S’ils sont réinstallés de force plus près de la ville, les réfugiés craignent encore davantage pour leur sécurité. Plus de 100 personnes résident actuellement dans une chambre d’hôtes à Port Moresby dans l’attente de soins médicaux. Dans certains cas, du fait des ressources limitées, les soins requis ne peuvent pas être prodigués en Papouasie-Nouvelle-Guinée.

En août 2012, l’Australie a mis en place un système de détention des réfugiés hors de ses frontières, dans le cadre duquel toute personne arrivant en bateau sur un territoire extérieur de l’Australie est placée en détention dans un centre de traitement à Nauru ou en Papouasie-Nouvelle-Guinée. À la mi-2013, le pays a adopté une nouvelle loi au titre de laquelle toute personne arrivant en bateau sur le territoire australien, y compris en Australie continentale, se voit interdire de demander l’asile dans le pays. Les autorités australiennes affirment que cette politique décourage les passeurs et protège les migrants qui, ainsi, n’entreprennent pas la périlleuse traversée pour atteindre le pays.

Le gouvernement n’a cependant pas publiquement reconnu que cette politique de détention et de traitement des réfugiés hors de ses frontières représente en réalité une mesure punitive et a pour conséquence de soumettre des milliers d’hommes, de femmes et d’enfants à des violences systématiques sur l’île de Manus, en Papouasie-Nouvelle-Guinée, et à Nauru.

Les demandeurs d’asile et réfugiés sont envoyés sur l’île de Manus dans le cadre d’un accord bilatéral entre l’Australie et la Papouasie-Nouvelle-Guinée. Près de 800 réfugiés et demandeurs d’asile se trouvent actuellement en Papouasie-Nouvelle-Guinée. Il y a deux centres sur l’île de Manus : un dans la ville de Lorengau, l’autre sur la base navale de Lombrum.

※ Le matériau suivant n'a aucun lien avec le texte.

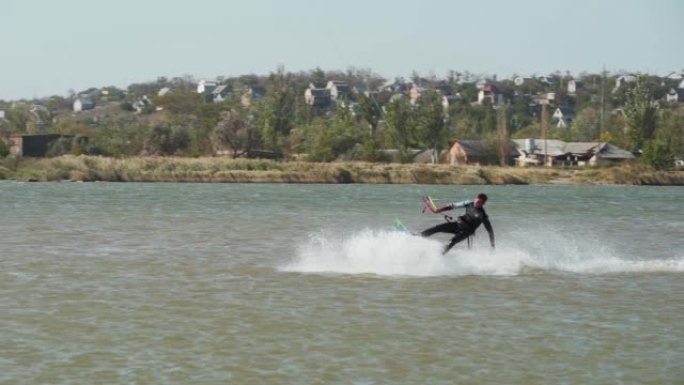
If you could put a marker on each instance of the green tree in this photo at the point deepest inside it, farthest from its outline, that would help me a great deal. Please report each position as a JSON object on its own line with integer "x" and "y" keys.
{"x": 277, "y": 110}
{"x": 432, "y": 123}
{"x": 371, "y": 112}
{"x": 234, "y": 131}
{"x": 671, "y": 130}
{"x": 658, "y": 155}
{"x": 168, "y": 139}
{"x": 586, "y": 126}
{"x": 641, "y": 114}
{"x": 400, "y": 127}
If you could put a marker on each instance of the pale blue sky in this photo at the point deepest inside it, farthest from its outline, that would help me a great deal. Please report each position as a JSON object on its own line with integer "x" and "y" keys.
{"x": 49, "y": 47}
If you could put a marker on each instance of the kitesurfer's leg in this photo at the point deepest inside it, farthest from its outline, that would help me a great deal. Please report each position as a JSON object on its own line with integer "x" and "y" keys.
{"x": 457, "y": 238}
{"x": 446, "y": 227}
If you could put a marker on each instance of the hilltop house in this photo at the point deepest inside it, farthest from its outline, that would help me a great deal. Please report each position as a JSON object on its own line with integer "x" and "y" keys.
{"x": 489, "y": 92}
{"x": 675, "y": 95}
{"x": 563, "y": 116}
{"x": 83, "y": 103}
{"x": 559, "y": 153}
{"x": 206, "y": 86}
{"x": 479, "y": 152}
{"x": 337, "y": 90}
{"x": 317, "y": 96}
{"x": 252, "y": 92}
{"x": 220, "y": 93}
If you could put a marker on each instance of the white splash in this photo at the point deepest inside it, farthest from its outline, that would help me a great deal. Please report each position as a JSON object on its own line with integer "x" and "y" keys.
{"x": 392, "y": 253}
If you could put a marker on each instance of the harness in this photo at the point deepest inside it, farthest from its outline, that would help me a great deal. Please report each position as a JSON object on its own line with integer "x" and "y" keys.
{"x": 461, "y": 219}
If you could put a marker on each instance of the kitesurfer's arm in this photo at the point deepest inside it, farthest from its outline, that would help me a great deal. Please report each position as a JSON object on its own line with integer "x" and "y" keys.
{"x": 490, "y": 230}
{"x": 454, "y": 205}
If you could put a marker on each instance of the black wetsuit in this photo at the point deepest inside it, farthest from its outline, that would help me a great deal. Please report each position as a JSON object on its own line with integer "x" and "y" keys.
{"x": 464, "y": 226}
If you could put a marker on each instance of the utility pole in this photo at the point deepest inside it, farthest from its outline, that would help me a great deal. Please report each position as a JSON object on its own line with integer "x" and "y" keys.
{"x": 544, "y": 127}
{"x": 602, "y": 112}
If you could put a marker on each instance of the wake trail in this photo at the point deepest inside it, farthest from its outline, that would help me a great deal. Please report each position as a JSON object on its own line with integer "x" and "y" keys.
{"x": 392, "y": 253}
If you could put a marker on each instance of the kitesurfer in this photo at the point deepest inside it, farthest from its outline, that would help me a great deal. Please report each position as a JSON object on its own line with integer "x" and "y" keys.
{"x": 465, "y": 225}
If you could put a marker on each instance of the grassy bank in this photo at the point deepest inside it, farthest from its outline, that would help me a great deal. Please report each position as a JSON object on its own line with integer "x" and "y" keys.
{"x": 225, "y": 170}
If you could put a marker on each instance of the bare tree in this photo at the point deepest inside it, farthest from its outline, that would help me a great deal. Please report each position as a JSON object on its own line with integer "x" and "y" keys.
{"x": 235, "y": 132}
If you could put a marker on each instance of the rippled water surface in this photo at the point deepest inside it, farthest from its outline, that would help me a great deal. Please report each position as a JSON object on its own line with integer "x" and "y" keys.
{"x": 107, "y": 283}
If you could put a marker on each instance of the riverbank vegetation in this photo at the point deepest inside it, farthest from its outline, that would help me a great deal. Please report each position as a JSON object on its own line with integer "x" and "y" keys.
{"x": 354, "y": 115}
{"x": 227, "y": 170}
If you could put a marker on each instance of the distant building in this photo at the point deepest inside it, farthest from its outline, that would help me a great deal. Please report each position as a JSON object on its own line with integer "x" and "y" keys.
{"x": 554, "y": 152}
{"x": 206, "y": 86}
{"x": 34, "y": 145}
{"x": 252, "y": 92}
{"x": 83, "y": 103}
{"x": 337, "y": 90}
{"x": 317, "y": 97}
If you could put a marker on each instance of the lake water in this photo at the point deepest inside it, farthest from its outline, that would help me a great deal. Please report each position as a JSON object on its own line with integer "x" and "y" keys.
{"x": 114, "y": 283}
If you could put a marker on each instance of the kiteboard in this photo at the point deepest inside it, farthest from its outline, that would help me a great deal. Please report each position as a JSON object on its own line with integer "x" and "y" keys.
{"x": 429, "y": 204}
{"x": 398, "y": 226}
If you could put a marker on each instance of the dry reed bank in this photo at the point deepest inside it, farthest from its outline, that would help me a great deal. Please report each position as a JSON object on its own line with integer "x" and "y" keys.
{"x": 225, "y": 170}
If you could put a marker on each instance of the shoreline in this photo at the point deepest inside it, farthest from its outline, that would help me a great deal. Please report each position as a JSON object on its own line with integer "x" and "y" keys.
{"x": 226, "y": 170}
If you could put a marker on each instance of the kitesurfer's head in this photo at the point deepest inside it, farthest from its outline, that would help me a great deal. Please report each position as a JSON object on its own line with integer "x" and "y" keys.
{"x": 480, "y": 200}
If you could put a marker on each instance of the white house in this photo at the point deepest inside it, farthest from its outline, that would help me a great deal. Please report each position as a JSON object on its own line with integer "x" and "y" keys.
{"x": 83, "y": 103}
{"x": 573, "y": 85}
{"x": 337, "y": 89}
{"x": 563, "y": 116}
{"x": 206, "y": 86}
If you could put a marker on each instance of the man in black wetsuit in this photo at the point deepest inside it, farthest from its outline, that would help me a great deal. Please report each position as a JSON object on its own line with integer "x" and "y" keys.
{"x": 465, "y": 225}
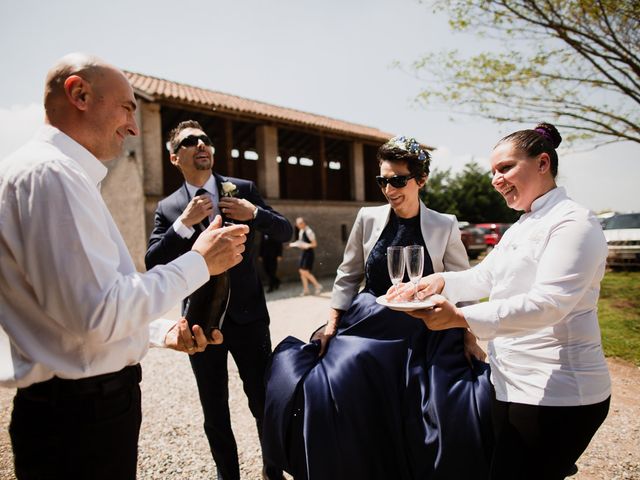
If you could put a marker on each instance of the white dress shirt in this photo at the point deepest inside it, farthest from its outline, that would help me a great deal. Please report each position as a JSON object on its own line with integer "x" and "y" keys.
{"x": 212, "y": 189}
{"x": 440, "y": 233}
{"x": 543, "y": 282}
{"x": 72, "y": 303}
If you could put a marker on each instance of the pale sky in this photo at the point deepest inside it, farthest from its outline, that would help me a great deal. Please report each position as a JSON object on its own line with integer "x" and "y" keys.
{"x": 330, "y": 57}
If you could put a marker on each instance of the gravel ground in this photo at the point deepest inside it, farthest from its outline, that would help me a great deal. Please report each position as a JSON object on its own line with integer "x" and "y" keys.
{"x": 173, "y": 444}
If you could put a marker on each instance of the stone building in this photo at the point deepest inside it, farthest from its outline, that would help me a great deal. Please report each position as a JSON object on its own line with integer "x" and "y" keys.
{"x": 303, "y": 164}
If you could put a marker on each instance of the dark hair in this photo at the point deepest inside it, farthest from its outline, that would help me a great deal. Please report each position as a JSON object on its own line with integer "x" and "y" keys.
{"x": 544, "y": 138}
{"x": 173, "y": 134}
{"x": 393, "y": 153}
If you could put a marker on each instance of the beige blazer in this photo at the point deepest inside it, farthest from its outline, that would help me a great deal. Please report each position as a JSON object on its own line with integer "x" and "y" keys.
{"x": 440, "y": 233}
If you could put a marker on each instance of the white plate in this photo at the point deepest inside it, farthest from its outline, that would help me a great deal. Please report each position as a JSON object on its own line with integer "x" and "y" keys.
{"x": 405, "y": 306}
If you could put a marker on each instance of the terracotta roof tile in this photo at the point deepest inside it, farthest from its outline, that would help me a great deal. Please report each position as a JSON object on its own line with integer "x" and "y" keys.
{"x": 160, "y": 89}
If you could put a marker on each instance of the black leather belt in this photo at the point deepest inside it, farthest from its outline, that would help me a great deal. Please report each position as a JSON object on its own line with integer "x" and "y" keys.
{"x": 97, "y": 385}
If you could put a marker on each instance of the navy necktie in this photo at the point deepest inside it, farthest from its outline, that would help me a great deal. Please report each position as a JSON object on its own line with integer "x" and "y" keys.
{"x": 205, "y": 220}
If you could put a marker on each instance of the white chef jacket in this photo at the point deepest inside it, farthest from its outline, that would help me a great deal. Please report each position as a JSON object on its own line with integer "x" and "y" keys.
{"x": 72, "y": 303}
{"x": 543, "y": 282}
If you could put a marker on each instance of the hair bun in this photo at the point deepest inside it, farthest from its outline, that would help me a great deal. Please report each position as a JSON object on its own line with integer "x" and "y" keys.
{"x": 549, "y": 132}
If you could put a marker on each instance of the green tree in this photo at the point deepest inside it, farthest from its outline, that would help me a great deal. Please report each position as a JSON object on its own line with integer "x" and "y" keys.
{"x": 575, "y": 63}
{"x": 468, "y": 195}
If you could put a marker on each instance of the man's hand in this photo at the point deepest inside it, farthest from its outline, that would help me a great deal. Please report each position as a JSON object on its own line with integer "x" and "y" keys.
{"x": 221, "y": 247}
{"x": 199, "y": 208}
{"x": 180, "y": 338}
{"x": 237, "y": 208}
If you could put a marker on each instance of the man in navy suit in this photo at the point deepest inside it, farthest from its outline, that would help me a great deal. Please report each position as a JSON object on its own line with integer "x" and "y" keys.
{"x": 179, "y": 219}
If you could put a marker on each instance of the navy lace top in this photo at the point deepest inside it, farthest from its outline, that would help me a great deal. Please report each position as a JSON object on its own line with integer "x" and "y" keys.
{"x": 401, "y": 232}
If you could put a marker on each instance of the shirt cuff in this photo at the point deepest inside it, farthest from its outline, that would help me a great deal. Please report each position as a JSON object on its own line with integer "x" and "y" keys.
{"x": 194, "y": 269}
{"x": 182, "y": 230}
{"x": 483, "y": 319}
{"x": 158, "y": 330}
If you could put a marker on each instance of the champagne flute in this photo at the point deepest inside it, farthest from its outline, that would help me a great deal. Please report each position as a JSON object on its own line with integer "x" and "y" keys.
{"x": 414, "y": 261}
{"x": 395, "y": 264}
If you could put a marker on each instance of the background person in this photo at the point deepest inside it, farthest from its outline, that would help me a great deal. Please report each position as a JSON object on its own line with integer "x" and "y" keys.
{"x": 271, "y": 254}
{"x": 246, "y": 320}
{"x": 75, "y": 313}
{"x": 307, "y": 243}
{"x": 552, "y": 386}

Le 26 avril 2016, la Cour suprême de Papouasie-Nouvelle-Guinée a statué qu’il était illégal de transférer et de placer des demandeurs d’asile en détention sur l’île de Manus et que cela bafouait le droit à la liberté individuelle garanti par la Constitution de Papouasie-Nouvelle-Guinée. Le ministre australien de l’Immigration a alors annoncé que le centre pour réfugiés de l’île de Manus serait fermé, mais que les personnes qui y étaient détenues ne seraient pas conduites en Australie.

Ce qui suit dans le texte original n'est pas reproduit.